Integrated Network Pharmacology and Metabolomics to Investigate the Effects and Possible Mechanisms of Ginsenoside Rg2 Glycine Ester Derivative Against Hypoxia

Abstract

Previous studies have suggested that ginsenoside Rg₂ glycine ester derivative (RG) exhibits therapeutic potential in mitigating hypoxia. This study aimed to elucidate the potential mechanism of RG in hypoxia injury through a combined approach of metabolomics and network pharmacology. Initially, a CoCl₂-induced cell hypoxia model was established, and the therapeutic impact of RG on biochemical indices was evaluated.
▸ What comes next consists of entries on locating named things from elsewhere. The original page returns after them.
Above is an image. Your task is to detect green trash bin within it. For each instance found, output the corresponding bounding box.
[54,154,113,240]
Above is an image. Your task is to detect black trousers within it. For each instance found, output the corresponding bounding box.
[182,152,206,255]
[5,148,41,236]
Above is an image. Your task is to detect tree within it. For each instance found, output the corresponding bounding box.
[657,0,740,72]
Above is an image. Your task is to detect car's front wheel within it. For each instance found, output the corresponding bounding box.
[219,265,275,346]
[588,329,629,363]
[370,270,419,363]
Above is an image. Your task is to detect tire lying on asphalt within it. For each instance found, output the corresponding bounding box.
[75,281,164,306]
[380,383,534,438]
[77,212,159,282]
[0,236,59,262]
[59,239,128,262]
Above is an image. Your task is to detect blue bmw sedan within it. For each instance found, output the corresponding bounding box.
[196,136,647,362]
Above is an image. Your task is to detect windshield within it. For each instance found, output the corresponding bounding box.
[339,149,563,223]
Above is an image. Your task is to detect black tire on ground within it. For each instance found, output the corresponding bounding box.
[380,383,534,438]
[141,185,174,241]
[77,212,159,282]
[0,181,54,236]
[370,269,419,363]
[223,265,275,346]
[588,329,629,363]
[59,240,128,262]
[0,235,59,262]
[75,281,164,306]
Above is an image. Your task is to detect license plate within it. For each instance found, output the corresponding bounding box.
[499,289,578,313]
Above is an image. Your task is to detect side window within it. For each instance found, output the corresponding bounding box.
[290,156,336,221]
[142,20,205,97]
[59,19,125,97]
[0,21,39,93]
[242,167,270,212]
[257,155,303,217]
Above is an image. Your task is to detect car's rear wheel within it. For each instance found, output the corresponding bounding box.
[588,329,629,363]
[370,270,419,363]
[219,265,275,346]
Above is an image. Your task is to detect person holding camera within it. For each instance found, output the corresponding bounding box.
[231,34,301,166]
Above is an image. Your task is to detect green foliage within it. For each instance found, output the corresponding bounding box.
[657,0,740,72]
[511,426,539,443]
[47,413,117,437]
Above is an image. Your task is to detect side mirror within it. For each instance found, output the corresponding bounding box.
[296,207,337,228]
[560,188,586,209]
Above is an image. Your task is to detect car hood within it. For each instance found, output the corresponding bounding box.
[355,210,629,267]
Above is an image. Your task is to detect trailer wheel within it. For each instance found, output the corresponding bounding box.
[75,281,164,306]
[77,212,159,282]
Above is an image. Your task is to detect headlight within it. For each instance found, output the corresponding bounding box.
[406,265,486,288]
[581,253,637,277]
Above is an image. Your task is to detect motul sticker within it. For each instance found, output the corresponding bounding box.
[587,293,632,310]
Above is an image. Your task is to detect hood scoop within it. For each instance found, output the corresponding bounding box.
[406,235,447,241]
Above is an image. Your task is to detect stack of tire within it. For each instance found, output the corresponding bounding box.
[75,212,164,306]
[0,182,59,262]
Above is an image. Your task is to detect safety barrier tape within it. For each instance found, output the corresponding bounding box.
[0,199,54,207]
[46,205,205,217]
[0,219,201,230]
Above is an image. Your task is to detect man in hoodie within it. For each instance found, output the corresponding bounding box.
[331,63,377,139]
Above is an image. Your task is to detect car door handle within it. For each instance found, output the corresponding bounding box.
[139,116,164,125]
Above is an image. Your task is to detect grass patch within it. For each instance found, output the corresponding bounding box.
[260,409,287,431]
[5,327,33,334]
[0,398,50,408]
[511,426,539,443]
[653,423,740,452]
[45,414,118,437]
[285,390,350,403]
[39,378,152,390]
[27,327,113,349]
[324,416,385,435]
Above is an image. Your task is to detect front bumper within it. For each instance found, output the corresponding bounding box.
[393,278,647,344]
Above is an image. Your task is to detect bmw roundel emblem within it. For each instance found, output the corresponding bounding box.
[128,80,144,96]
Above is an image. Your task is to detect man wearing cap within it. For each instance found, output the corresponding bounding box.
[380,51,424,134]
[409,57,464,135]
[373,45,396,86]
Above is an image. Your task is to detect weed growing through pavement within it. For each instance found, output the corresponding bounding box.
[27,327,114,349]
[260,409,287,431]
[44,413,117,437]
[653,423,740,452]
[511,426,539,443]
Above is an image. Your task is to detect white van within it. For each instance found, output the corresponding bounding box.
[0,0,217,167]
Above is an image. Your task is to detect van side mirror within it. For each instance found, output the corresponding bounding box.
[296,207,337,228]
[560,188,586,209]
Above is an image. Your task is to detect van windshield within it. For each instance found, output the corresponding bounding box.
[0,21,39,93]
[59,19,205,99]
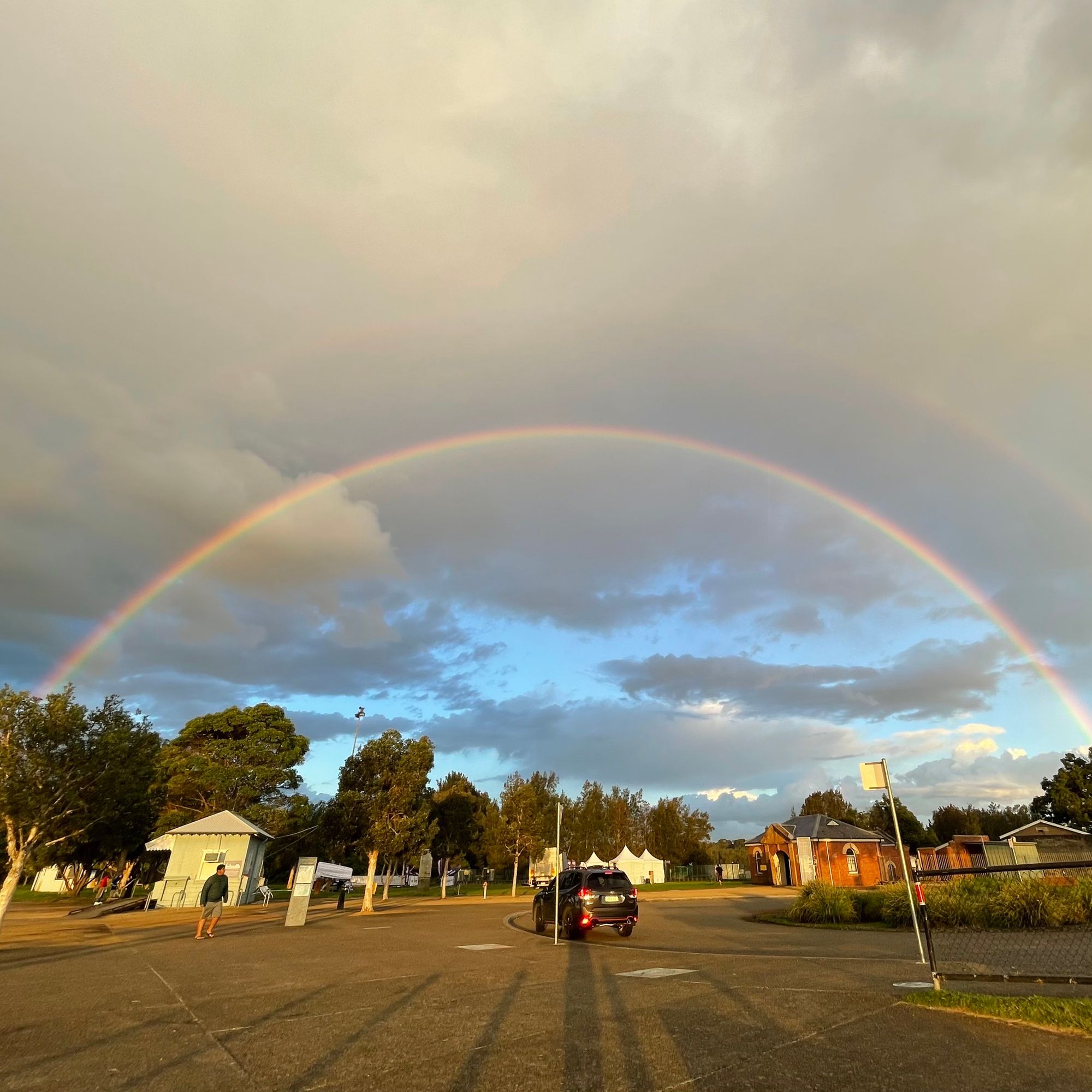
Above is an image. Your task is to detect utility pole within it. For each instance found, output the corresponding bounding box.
[353,705,364,755]
[860,758,926,963]
[554,800,561,943]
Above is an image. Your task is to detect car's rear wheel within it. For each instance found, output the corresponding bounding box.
[561,906,583,940]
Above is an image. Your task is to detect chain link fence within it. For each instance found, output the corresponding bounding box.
[914,859,1092,985]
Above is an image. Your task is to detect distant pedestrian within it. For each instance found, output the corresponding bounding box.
[195,865,227,940]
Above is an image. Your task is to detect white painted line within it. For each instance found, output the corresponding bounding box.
[617,966,693,978]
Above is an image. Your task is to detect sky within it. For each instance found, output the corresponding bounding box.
[0,0,1092,838]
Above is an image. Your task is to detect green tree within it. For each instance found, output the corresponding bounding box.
[429,773,482,899]
[860,796,936,850]
[328,728,434,914]
[563,781,607,860]
[929,804,982,845]
[158,703,310,832]
[630,796,713,865]
[1031,747,1092,831]
[595,785,649,860]
[975,803,1031,842]
[800,788,862,827]
[44,695,163,893]
[489,770,558,895]
[0,686,158,924]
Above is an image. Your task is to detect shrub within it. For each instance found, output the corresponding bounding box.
[850,889,883,922]
[984,878,1068,929]
[925,876,994,927]
[788,880,857,925]
[1061,876,1092,925]
[876,883,913,928]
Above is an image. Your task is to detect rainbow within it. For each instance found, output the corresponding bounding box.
[39,425,1092,737]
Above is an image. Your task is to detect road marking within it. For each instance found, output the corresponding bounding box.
[143,960,257,1088]
[617,966,693,978]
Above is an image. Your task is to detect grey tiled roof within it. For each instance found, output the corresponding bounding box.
[747,816,892,845]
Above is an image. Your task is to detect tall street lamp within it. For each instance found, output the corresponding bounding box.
[353,705,364,755]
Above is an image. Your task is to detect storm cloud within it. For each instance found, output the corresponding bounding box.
[0,6,1092,821]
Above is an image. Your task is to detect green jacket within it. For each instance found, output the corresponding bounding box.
[201,873,227,906]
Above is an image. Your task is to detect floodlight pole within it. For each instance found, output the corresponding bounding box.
[880,758,926,963]
[353,705,364,755]
[554,800,561,943]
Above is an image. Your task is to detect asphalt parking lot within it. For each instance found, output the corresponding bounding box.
[0,894,1092,1092]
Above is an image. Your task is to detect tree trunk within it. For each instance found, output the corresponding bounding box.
[0,850,27,928]
[360,850,379,914]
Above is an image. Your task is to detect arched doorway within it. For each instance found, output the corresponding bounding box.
[773,850,793,887]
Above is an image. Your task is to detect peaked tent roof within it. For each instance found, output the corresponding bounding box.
[167,811,273,839]
[1001,819,1089,842]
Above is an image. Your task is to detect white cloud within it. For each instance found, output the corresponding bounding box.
[952,736,997,765]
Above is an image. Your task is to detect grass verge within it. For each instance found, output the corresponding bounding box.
[750,910,899,933]
[905,989,1092,1035]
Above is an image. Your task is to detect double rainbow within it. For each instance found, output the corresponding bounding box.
[40,425,1092,737]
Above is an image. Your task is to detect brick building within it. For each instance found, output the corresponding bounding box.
[747,816,901,887]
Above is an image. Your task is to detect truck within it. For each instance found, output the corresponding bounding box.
[527,845,558,887]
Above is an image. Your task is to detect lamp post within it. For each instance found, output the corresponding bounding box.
[860,758,925,963]
[353,705,364,755]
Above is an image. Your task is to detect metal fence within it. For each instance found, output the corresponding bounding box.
[914,860,1092,985]
[664,864,749,883]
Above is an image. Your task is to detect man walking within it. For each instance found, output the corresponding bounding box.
[194,865,227,940]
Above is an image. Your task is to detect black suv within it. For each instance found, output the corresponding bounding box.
[531,868,637,940]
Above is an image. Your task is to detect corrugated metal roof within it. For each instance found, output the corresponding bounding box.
[745,816,893,845]
[167,811,273,838]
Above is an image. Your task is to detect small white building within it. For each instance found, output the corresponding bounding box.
[31,865,81,894]
[144,811,273,907]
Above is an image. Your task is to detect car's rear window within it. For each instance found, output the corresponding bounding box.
[587,873,633,891]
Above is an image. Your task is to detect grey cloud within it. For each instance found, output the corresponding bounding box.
[892,751,1061,817]
[411,695,862,793]
[75,596,503,722]
[602,638,1004,722]
[0,3,1092,716]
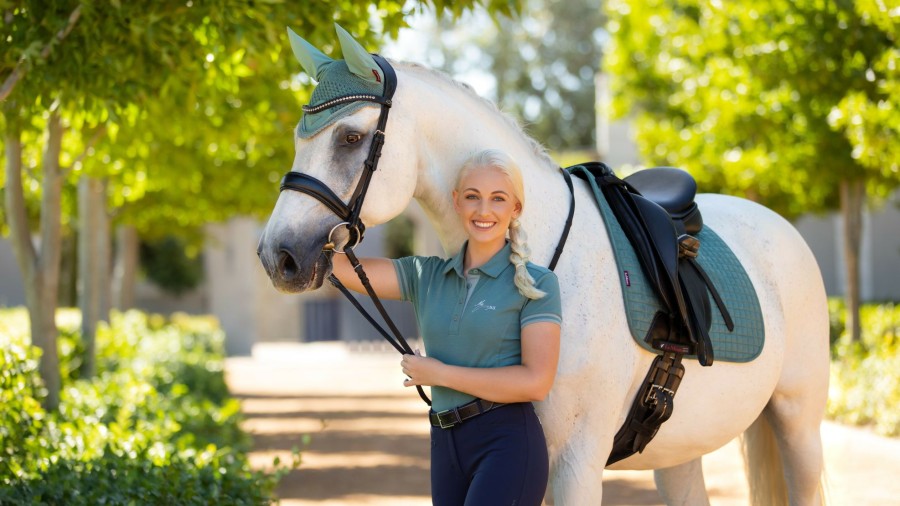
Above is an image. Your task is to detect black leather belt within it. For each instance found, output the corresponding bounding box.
[428,399,503,429]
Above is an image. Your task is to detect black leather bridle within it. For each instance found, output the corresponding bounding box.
[280,54,575,406]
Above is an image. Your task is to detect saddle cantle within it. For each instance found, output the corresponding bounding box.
[624,167,703,235]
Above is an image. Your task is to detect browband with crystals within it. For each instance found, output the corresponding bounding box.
[302,95,391,114]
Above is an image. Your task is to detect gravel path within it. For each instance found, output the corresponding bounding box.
[226,343,900,506]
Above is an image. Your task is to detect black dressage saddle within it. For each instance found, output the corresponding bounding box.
[572,162,734,465]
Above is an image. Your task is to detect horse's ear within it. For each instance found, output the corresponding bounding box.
[288,27,334,80]
[334,23,381,83]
Subsequently, metabolomics analysis of cell samples was conducted to identify biomarkers, and network pharmacology was employed to identify potential targets of RG for hypoxia treatment. Finally, the key target and pathway were verified. The study revealed that RG could reverse CoCl₂-induced abnormalities in biochemical indicators. Metabolomics analysis identified 13 biomarkers and seven metabolic pathways associated with RG treatment. Utilizing network pharmacology, five key targets and five metabolic pathways were identified, partially aligning with the metabolomics results. Molecular docking results demonstrated the effective binding of RG to the key targets. Enzyme linked immunosorbent assay verified that RG could exert antihypoxia effect by activated PI3K/Akt pathway. In conclusion, this integrated strategy, combining metabolomics with network pharmacology, sheds light on the protective mechanism of RG against hypoxia-induced cellular damage. The findings offer valuable insights for future research and potential applications of RG in the field.